Crime, Criminal Justice, and the Evolving Science of Criminology in South Asia PDF Author: Shahid M. Shahidullah
Publisher: Springer
ISBN: 1137507500
Category : Social Science
Languages : en
Pages : 493

Book Description
Written by some of the most notable criminologists of South Asia, this book examines advances in law, criminal justice, and criminology in South Asia with particular reference to India, Pakistan, and Bangladesh. The edited collection explores, on the basis of surveys, interviews, court records, and legislative documents, a wide range of timely issues such as: the impacts of modernization and globalization on laws combating violence against women and children, evolution of rape laws and the issues of gender justice, laws for combating online child sexual abuse, transformation in juvenile justice, integration of women into policing, the dynamics of violence and civility, and the birth of colonial criminology in South Asia. Students of criminology and criminal justice, practitioners, policy-makers, and human rights advocates will find this distinctive volume highly valuable.

Environmental Justice in the New Millennium

Environmental Justice in the New Millennium PDF Author: F. Steady
Publisher: Springer
ISBN: 0230622534
Category : Social Science
Languages : en
Pages : 280

Book Description
Environmental Justice is one of the most important human rights challenges today.
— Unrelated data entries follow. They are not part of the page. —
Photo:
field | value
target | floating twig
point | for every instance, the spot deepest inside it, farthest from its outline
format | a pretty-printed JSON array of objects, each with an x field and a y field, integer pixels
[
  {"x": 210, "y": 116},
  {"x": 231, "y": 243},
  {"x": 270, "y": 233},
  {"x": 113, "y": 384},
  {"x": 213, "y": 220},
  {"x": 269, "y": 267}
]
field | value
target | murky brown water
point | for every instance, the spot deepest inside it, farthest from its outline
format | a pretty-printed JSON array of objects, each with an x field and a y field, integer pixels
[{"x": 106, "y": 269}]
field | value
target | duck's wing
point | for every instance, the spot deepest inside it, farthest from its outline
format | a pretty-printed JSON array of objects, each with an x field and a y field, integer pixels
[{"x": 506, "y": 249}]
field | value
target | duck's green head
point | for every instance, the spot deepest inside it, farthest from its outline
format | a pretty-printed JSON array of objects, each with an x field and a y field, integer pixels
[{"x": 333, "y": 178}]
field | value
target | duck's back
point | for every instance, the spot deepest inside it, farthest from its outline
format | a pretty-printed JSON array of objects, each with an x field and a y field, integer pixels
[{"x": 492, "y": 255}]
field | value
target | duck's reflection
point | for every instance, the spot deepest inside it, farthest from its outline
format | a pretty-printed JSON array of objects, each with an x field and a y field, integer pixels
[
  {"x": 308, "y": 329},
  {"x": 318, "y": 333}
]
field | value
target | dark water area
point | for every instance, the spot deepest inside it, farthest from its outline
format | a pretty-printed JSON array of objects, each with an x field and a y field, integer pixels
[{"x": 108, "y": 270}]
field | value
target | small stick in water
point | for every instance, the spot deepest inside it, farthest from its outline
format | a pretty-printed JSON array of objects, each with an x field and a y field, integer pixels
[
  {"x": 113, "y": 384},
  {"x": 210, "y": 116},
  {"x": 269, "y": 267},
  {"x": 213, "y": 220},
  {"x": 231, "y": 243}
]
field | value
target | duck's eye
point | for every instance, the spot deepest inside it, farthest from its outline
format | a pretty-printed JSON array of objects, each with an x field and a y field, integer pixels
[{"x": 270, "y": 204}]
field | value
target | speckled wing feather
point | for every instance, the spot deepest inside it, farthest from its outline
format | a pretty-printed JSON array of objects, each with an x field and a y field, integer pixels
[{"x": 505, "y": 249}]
It refers to inequitable environmental burdens born by groups such as racial minorities, residents of economically disadvantaged areas, or residents of developing nations. This book explores this subject with case studies from various parts of the world.

Cultural Rights and Justice

Cultural Rights and Justice PDF Author: John Clammer
Publisher: Springer
ISBN: 9811328110
Category : Political Science
Languages : en
Pages : 183

Book Description
This book provides an innovative contribution to the emerging field of culture and development through the lens of cultural rights, arguing in favour of a fruitful dialogue between human rights, development studies, critical cultural studies, and concerns about the protection and preservation of cultural diversity. It breaks with established approaches by introducing the themes of aesthetics, embodiment, narrative and peace studies into the field of culture and development, and in doing so, proposes both an expanded conception of cultural rights and a holistic vision of development that not only includes these elements in a central way, but which argues that genuine sustainability must include the cultural dimension, including the notion of cultural justice as recognition, protection and respect extended to the many expressions of human imagination in this world.